RM : Si vous aviez un souhait pour l'ESSEC dans les années à venir ?

A. Oudéa-Castéra : Je crois que l'ESSEC devrait davantage faire émerger des talents supérieurs dans le numérique. C'est selon moi le problème dont souffre l'Europe en général et la France en particulier, par rapport à la flopée de talents numériques que l'on trouve aux États-Unis ou en Asie. Je pense que, de ce point de vue, notre continent a un retard immense, et si j'avais un conseil à donner à l'école, ce serait de faire plus encore que ce qu'elle fait déjà en faisant émerger des talents du numérique. Par ailleurs, je regrette, par manque de temps, de ne pas pouvoir m'investir davantage dans la vie de l'école ; mais je tiens pour essentiel de conserver le lien entre les plus anciens et les étudiants, je crois en ces moments de solidarité et d'échanges entre les anciens et les nouveaux, je trouve indispensable ce travail de médiation et de témoignage, le fait de participer aux levées de fonds aussi, parce que j'estime qu'il est de notre devoir de rendre à cette institution ce qu'elle nous a donné par le passé.

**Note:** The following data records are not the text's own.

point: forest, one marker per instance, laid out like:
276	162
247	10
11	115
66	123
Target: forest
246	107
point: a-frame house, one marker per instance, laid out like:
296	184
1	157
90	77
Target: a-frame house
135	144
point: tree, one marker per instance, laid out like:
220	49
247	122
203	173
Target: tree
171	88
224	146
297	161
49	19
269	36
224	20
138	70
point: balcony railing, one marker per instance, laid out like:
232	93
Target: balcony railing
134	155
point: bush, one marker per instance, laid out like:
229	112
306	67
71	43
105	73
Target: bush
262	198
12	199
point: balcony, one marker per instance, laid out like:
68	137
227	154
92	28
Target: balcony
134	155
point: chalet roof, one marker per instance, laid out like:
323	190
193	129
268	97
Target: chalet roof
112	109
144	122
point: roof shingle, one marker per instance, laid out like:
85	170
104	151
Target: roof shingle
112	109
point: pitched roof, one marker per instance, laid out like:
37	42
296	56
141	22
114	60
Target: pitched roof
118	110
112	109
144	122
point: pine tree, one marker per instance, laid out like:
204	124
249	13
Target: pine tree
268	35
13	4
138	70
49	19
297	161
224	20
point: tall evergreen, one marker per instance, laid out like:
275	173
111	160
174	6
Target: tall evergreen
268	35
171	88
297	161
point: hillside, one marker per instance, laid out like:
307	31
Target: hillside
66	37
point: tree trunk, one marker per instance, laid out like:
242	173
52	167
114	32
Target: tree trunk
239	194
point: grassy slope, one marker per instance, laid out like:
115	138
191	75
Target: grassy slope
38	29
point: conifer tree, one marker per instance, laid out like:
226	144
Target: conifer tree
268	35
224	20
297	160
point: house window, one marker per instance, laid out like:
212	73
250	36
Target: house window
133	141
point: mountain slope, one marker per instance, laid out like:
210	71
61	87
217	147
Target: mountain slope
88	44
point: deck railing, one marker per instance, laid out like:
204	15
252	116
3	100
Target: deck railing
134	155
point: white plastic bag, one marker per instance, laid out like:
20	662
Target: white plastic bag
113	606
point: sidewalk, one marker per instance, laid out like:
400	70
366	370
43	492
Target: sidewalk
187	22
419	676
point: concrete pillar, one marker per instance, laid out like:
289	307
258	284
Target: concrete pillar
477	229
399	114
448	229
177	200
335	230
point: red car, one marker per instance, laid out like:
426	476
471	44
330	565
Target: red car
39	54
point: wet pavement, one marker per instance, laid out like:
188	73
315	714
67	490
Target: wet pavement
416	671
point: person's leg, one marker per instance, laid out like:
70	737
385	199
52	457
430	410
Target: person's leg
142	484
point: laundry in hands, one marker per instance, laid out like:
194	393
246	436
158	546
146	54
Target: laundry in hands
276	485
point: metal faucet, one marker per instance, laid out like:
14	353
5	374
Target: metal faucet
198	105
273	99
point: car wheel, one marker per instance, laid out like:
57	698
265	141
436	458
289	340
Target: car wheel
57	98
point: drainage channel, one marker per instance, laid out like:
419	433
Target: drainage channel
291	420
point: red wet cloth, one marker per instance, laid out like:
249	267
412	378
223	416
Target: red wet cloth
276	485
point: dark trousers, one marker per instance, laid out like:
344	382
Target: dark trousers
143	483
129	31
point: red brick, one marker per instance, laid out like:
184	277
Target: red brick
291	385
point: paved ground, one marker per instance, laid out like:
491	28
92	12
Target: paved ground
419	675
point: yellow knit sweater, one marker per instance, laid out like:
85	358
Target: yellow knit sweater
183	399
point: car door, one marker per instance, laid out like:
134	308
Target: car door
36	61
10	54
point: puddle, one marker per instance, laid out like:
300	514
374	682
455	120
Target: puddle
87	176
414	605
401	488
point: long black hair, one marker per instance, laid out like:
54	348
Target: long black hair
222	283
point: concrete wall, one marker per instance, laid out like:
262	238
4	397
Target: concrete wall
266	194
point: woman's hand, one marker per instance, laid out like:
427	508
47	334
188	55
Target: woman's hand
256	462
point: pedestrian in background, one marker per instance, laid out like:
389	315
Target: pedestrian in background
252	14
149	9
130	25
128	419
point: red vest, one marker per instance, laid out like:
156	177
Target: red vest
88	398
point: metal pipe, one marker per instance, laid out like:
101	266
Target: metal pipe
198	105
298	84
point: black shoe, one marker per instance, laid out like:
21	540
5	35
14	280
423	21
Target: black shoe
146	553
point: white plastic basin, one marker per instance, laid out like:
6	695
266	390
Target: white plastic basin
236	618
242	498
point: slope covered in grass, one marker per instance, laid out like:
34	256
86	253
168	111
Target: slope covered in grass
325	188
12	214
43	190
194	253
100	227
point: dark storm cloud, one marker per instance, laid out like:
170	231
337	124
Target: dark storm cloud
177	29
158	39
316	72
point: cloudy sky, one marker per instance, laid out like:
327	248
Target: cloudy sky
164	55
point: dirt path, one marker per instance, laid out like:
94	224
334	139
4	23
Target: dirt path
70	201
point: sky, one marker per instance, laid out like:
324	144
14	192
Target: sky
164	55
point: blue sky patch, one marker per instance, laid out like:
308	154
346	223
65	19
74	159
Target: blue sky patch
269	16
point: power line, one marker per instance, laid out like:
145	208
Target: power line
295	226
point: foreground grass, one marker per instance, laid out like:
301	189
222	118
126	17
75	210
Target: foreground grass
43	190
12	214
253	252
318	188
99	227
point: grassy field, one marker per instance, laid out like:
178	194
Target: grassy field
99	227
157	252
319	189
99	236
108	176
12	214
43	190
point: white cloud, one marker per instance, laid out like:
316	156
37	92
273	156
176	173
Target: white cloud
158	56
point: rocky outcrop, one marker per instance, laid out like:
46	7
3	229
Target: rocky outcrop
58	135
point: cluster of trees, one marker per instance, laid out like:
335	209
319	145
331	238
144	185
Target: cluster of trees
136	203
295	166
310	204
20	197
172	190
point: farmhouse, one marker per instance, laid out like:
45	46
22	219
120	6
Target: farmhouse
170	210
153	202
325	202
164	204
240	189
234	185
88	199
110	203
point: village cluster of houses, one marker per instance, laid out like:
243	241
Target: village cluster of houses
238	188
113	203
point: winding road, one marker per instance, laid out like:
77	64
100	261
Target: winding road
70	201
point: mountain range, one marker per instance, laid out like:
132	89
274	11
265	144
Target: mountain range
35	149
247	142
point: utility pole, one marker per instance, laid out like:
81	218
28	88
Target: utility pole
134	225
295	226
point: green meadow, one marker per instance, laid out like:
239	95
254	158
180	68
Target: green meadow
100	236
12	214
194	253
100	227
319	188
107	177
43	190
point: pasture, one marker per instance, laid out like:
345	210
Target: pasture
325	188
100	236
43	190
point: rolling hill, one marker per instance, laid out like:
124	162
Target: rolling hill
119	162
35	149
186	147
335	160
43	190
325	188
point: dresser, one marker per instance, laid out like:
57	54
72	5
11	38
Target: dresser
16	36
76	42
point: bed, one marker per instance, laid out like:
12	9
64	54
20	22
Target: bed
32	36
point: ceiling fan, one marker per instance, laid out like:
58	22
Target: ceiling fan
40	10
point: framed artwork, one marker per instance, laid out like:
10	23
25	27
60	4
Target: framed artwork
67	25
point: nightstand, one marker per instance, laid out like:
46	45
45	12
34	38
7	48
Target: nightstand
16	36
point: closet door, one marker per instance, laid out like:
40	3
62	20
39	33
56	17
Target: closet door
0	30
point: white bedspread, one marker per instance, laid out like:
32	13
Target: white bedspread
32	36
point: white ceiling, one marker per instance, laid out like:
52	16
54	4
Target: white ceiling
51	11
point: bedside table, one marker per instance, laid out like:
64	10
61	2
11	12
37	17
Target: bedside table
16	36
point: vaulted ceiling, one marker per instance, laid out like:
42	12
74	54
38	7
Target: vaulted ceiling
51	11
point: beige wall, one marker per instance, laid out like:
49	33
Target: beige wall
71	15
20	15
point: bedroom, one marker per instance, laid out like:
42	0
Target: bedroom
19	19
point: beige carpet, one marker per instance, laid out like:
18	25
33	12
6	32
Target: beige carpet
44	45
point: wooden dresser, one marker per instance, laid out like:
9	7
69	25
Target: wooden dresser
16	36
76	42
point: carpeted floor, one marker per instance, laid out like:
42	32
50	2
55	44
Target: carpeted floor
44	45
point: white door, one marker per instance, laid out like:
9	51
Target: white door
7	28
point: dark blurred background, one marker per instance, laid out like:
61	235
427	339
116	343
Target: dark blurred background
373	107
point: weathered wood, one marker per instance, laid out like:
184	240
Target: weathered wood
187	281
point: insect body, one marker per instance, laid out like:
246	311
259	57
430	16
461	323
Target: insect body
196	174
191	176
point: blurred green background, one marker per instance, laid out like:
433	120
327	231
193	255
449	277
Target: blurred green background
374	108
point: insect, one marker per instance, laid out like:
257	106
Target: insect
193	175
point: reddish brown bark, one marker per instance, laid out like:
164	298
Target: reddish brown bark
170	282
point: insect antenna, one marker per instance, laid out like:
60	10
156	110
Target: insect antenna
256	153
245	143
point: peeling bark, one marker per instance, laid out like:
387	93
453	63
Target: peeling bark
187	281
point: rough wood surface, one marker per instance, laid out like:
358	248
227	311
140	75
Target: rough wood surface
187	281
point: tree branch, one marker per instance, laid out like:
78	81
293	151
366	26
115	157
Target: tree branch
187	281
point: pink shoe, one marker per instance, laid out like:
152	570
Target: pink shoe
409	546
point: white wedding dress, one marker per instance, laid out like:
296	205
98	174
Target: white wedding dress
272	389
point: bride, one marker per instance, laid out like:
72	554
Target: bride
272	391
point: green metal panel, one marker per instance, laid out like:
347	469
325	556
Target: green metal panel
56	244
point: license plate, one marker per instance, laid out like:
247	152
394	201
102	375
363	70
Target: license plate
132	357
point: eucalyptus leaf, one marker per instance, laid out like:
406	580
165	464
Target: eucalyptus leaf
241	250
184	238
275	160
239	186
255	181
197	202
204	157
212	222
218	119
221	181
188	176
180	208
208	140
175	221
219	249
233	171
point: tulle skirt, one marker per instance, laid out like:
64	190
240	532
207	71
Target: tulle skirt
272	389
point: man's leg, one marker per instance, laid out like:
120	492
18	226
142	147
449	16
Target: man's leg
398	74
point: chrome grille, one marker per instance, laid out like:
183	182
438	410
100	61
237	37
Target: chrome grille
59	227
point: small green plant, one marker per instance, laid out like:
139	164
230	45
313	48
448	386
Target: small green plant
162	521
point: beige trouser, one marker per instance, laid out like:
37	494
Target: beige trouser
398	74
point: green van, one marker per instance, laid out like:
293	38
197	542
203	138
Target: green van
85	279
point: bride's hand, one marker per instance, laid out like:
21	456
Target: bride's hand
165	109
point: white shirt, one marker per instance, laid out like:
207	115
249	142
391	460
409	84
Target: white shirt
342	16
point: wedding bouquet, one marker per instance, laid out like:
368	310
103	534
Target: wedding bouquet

Propos recueillis par Michel Zerr, correspondant pour Reflets ESSEC Magazine, François de Guillebon, rédacteur en chef de Reflets ESSEC Magazine, et Philippe Desmoulins (E78), directeur d’ESSEC Publications 

Paru dans Reflets #134. Pour recevoir les prochains numéros du magazine Reflets ESSEC, cliquer ici.


* À 62 ans, Gilles Moretton brigue la présidence de la FFT dont l'élection se déroulera à la fin de l'année. Ancien joueur de Coupe Davis jusqu'à sa retraite sportive en 1984, il a par la suite dirigé plusieurs entreprises, notamment dans le marketing sportif.